1. ## help in question using Intermidate Value Theorem

i need to prove that the function $f(x)= 2tanx-\frac{1}{cosx}$ gets every real value in the open range $(-\frac{\pi}{2},\frac{\pi}{2})$
what i was able to do so far is to translate the function to: $\frac{2sinx-1}{cosx}$ and say..
let t>0 (at R); i know that $f(0)=-1$, so what is left for me to do in order to use Intermidate Value Theorem is to find a point which is bigger than t. but i'm stuck...

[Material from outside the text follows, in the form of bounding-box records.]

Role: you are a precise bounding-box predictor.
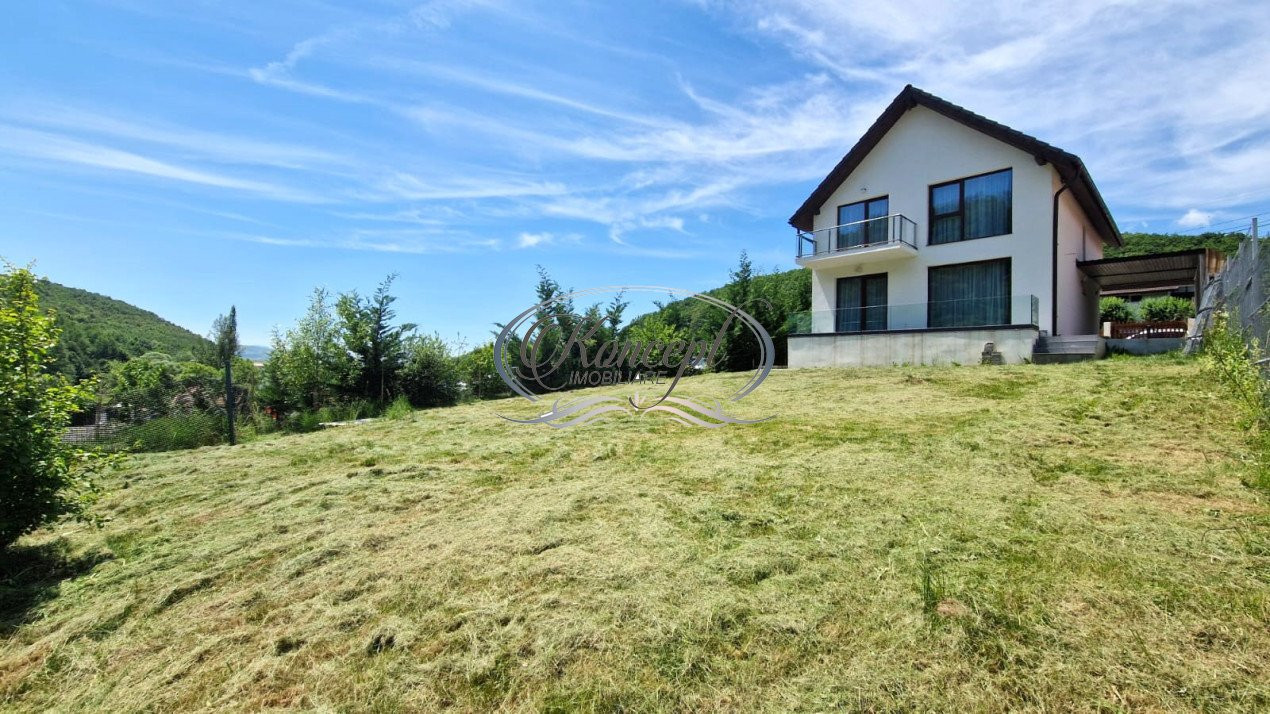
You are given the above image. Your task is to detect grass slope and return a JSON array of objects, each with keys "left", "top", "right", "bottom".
[
  {"left": 36, "top": 280, "right": 207, "bottom": 379},
  {"left": 0, "top": 358, "right": 1270, "bottom": 711}
]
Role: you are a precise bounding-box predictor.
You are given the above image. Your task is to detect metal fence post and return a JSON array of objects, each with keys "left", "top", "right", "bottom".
[{"left": 225, "top": 357, "right": 237, "bottom": 446}]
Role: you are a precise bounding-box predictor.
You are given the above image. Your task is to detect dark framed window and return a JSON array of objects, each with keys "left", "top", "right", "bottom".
[
  {"left": 926, "top": 258, "right": 1010, "bottom": 328},
  {"left": 927, "top": 169, "right": 1013, "bottom": 245},
  {"left": 838, "top": 196, "right": 890, "bottom": 250},
  {"left": 834, "top": 273, "right": 886, "bottom": 332}
]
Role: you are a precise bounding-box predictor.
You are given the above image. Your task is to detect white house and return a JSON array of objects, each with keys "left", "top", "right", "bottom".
[{"left": 789, "top": 85, "right": 1120, "bottom": 367}]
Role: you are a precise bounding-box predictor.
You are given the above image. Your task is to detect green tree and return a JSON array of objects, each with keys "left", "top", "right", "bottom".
[
  {"left": 335, "top": 274, "right": 415, "bottom": 404},
  {"left": 212, "top": 305, "right": 240, "bottom": 368},
  {"left": 259, "top": 287, "right": 354, "bottom": 413},
  {"left": 719, "top": 250, "right": 766, "bottom": 372},
  {"left": 0, "top": 266, "right": 114, "bottom": 548},
  {"left": 458, "top": 342, "right": 511, "bottom": 399},
  {"left": 398, "top": 334, "right": 462, "bottom": 408}
]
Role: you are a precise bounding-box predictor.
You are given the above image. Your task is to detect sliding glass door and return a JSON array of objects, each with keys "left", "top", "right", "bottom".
[
  {"left": 837, "top": 196, "right": 890, "bottom": 250},
  {"left": 927, "top": 258, "right": 1010, "bottom": 328},
  {"left": 834, "top": 273, "right": 886, "bottom": 332}
]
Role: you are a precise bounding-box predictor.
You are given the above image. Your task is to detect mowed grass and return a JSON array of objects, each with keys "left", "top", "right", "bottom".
[{"left": 0, "top": 358, "right": 1270, "bottom": 711}]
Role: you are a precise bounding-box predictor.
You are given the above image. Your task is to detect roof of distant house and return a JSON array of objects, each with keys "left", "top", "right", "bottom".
[{"left": 790, "top": 84, "right": 1120, "bottom": 245}]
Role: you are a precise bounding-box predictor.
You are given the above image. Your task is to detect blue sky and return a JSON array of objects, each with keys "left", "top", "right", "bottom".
[{"left": 0, "top": 0, "right": 1270, "bottom": 344}]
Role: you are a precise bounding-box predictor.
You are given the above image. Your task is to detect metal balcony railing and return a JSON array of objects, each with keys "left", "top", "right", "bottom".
[
  {"left": 786, "top": 295, "right": 1040, "bottom": 334},
  {"left": 798, "top": 213, "right": 917, "bottom": 258}
]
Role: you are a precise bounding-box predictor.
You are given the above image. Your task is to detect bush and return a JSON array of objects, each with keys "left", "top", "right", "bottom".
[
  {"left": 458, "top": 342, "right": 512, "bottom": 399},
  {"left": 117, "top": 412, "right": 226, "bottom": 451},
  {"left": 0, "top": 267, "right": 116, "bottom": 548},
  {"left": 384, "top": 396, "right": 414, "bottom": 421},
  {"left": 1099, "top": 297, "right": 1134, "bottom": 323},
  {"left": 1200, "top": 313, "right": 1270, "bottom": 489},
  {"left": 398, "top": 335, "right": 460, "bottom": 409},
  {"left": 1138, "top": 297, "right": 1195, "bottom": 323}
]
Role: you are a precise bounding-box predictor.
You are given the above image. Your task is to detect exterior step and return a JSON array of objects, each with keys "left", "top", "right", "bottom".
[{"left": 1033, "top": 334, "right": 1106, "bottom": 365}]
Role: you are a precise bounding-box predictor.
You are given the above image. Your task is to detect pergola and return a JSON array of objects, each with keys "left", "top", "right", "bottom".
[{"left": 1076, "top": 248, "right": 1222, "bottom": 299}]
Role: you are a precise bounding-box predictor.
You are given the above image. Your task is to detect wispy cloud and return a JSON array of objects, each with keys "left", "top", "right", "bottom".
[
  {"left": 720, "top": 0, "right": 1270, "bottom": 217},
  {"left": 0, "top": 125, "right": 321, "bottom": 202},
  {"left": 1177, "top": 208, "right": 1213, "bottom": 229}
]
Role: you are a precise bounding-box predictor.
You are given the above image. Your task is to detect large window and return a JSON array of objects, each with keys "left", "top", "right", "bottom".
[
  {"left": 834, "top": 273, "right": 886, "bottom": 332},
  {"left": 930, "top": 169, "right": 1013, "bottom": 245},
  {"left": 926, "top": 258, "right": 1010, "bottom": 328},
  {"left": 838, "top": 196, "right": 890, "bottom": 250}
]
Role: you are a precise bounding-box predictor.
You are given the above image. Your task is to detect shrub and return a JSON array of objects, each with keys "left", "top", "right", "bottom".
[
  {"left": 1201, "top": 313, "right": 1270, "bottom": 488},
  {"left": 398, "top": 335, "right": 460, "bottom": 408},
  {"left": 458, "top": 342, "right": 512, "bottom": 399},
  {"left": 384, "top": 396, "right": 414, "bottom": 421},
  {"left": 0, "top": 267, "right": 116, "bottom": 548},
  {"left": 1138, "top": 297, "right": 1195, "bottom": 323},
  {"left": 117, "top": 412, "right": 225, "bottom": 451},
  {"left": 1099, "top": 297, "right": 1134, "bottom": 323}
]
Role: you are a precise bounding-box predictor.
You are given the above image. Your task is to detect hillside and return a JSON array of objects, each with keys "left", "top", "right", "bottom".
[
  {"left": 0, "top": 357, "right": 1270, "bottom": 711},
  {"left": 631, "top": 268, "right": 812, "bottom": 365},
  {"left": 36, "top": 281, "right": 208, "bottom": 379},
  {"left": 1104, "top": 232, "right": 1247, "bottom": 258}
]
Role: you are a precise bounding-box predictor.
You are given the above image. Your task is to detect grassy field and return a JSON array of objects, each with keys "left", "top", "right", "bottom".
[{"left": 0, "top": 358, "right": 1270, "bottom": 711}]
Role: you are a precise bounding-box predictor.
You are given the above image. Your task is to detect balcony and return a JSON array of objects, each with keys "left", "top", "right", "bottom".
[
  {"left": 785, "top": 295, "right": 1040, "bottom": 337},
  {"left": 795, "top": 213, "right": 917, "bottom": 269}
]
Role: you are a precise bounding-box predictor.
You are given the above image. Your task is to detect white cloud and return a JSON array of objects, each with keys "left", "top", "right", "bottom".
[
  {"left": 1177, "top": 208, "right": 1213, "bottom": 229},
  {"left": 720, "top": 0, "right": 1270, "bottom": 219},
  {"left": 516, "top": 232, "right": 555, "bottom": 248},
  {"left": 0, "top": 125, "right": 320, "bottom": 202}
]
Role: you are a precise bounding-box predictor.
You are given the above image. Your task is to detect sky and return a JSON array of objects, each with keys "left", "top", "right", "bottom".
[{"left": 0, "top": 0, "right": 1270, "bottom": 347}]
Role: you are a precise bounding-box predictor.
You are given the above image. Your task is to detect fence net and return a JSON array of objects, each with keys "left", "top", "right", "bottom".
[
  {"left": 65, "top": 385, "right": 246, "bottom": 451},
  {"left": 1186, "top": 229, "right": 1270, "bottom": 357}
]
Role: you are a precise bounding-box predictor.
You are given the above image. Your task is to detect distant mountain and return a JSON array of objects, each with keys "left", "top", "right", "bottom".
[
  {"left": 36, "top": 281, "right": 211, "bottom": 379},
  {"left": 1102, "top": 231, "right": 1247, "bottom": 258},
  {"left": 239, "top": 344, "right": 273, "bottom": 362}
]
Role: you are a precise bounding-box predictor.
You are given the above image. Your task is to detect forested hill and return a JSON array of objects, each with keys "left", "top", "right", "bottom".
[
  {"left": 36, "top": 281, "right": 210, "bottom": 379},
  {"left": 1104, "top": 232, "right": 1247, "bottom": 258},
  {"left": 629, "top": 264, "right": 812, "bottom": 370}
]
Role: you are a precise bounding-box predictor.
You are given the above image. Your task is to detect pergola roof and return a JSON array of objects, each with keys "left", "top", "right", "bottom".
[{"left": 1076, "top": 248, "right": 1208, "bottom": 291}]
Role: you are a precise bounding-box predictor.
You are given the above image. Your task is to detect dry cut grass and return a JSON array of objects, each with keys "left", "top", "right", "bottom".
[{"left": 0, "top": 358, "right": 1270, "bottom": 711}]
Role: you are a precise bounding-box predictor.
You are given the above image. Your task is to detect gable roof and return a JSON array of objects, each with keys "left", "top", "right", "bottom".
[{"left": 790, "top": 84, "right": 1120, "bottom": 245}]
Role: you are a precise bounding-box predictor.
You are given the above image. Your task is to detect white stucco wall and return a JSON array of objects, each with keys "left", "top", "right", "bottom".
[
  {"left": 812, "top": 107, "right": 1097, "bottom": 332},
  {"left": 1050, "top": 174, "right": 1102, "bottom": 334}
]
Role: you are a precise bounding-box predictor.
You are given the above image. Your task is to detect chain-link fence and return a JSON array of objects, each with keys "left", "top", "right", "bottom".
[
  {"left": 1186, "top": 220, "right": 1270, "bottom": 357},
  {"left": 65, "top": 384, "right": 248, "bottom": 451}
]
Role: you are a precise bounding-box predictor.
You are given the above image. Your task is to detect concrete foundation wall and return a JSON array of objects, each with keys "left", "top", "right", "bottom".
[{"left": 789, "top": 328, "right": 1040, "bottom": 367}]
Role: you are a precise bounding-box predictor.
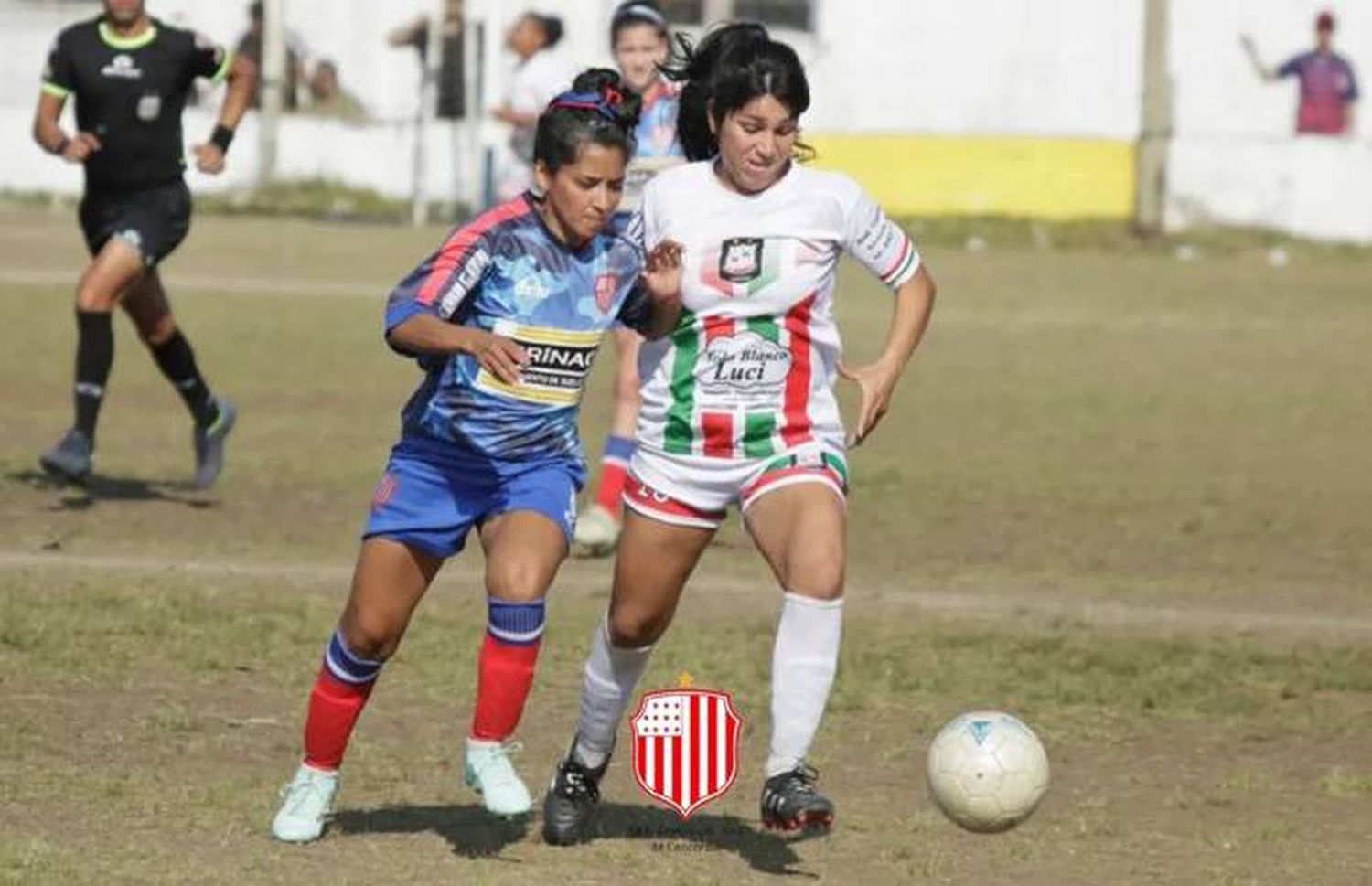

2. ## Re: help in question using Intermidate Value Theorem

Originally Posted by orir
i need to prove that the function $f(x)= 2tanx-\frac{1}{cosx}$ gets every real value in the open range $(-\frac{\pi}{2},\frac{\pi}{2})$
what i was able to do so far is to translate the function to: $\frac{2sinx-1}{cosx}$ and say..
let t>0 (at R); i know that $f(0)=-1$, so what is left for me to do in order to use Intermidate Value Theorem is to find a point which is bigger than t. but i'm stuck...
First plot the graph.

You can consider ${\lim _{x \to {{\frac{{ - \pi }}{2}}^ + }}}f\;\& \;{\lim _{x \to {{\frac{\pi }{2}}^ - }}}f$

3. ## Re: help in question using Intermidate Value Theorem

what will help me consider those limits (infinity, and minus infinity)?

4. ## Re: help in question using Intermidate Value Theorem

Originally Posted by orir
what will help me consider those limits (infinity, and minus infinity)?

Well for each $0 < \varepsilon < 1$ the function $f(x)=\tan(x)-\sec(x)$ is continuous on $\left[ {0,\frac{\pi }{2} - \varepsilon } \right]$.

As such it takes all values in $\left[ {f(0),f\left( {\frac{\pi }{2} - \varepsilon } \right)} \right] \to \left( {0,\infty } \right)$.

You can make a similar argument for $\left( { - \infty ,0} \right)$.